Das einige Menschen der Außenwelt ein doppeltes Gesicht zeigen, ist nur zu bekannt. Doch Persönlichkeiten sind weniger inkohärent, als uns der Postmodernismus glauben machen will. Ein Aspekt von jemandes Leben ist immer mit anderen Elementen verbunden. Daß Celine die "Reise ans Ende der Nacht" schrieb, ist kein Grund, ihm seine anderen Werke zu vergeben. Der Vergleich zwischen Celine und van Gogh ist alleine brauchbar, wenn es um bestimmte Auslassungen geht. Daß er in der Lage ist, ein geschriebenes oder verfllmtes Meisterwerk zu schaffen, muss Theo van Gogh noch beweisen. Vermutlich soll er bloß in die Geschichte eingehen als niederländischer Vertreter des pornographischen Antisemitismus in den achtziger und neunziger Jahren dieses Jahrhunderts. Eine zweifelhafte Ehre.

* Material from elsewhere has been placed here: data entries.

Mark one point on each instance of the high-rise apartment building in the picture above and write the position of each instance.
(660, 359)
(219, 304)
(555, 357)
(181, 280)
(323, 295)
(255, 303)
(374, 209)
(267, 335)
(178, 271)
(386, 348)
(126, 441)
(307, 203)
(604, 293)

Der Autor Ari Kuiper bezieht am Januar 1995 am Schluss eines langen Artikels für die renommierte, christliche  Zeitung „Trouw“, „Der Antisemitismus scheint kein Tabu mehr zu sein “, ebenfalls Position:


„Es ist kein Zweifel mehr möglich.Theo van Gogh ist ein Antisemit, und nicht nur einfach so, sondern er ist ein Antisemit der ordinärsten Sorte. Er setzt in seinem pubertären Schreibstil immer wieder alle Klischees über Juden in immer wieder anderen Worten ein. Es ist erstaunlich, daß die letzte Instanz in einem Rechtsstreit ihn freigesprochen hat, wegen Formfehler oder so. Doch Freispruch oder nicht: er ist und bleibt ein Antisemit reinsten Wassers. Wenn Theo van Gogh kein Antisemit ist, gibt es keinen Antisemitismus mehr und wir können das Wort aus unserem Wörterbuch streichen".

 

Über Anne Frank wird von ihm der "Witz" überliefert: Er wolle einen fröhlichen Familienfilm drehen, in dem ein kleines Mädchen während des halben Zweiten Weltkriegs der Gestapo hinterher telefoniere: „Kommt mich holen, mein Tagebuch ist fertig.“ Und dann kämen sie nicht. Ein weiterer "Scherz": "Was riecht denn hier - im KZ - so nach Karamel? Heute verbrennen sie nur jüdische Diabetiker". Außerdem fand er, daß die Juden ihre dunkle Vergangenheit mißbrauchten, und daß man deren "Geseiere" mal ein Ende setzen müsse.

 

Zusammengefasst - wie aktuell in Österreich in der "Causa Susanne Winter": Kratz am Islamkritiker und hervor kommt der Antisemit!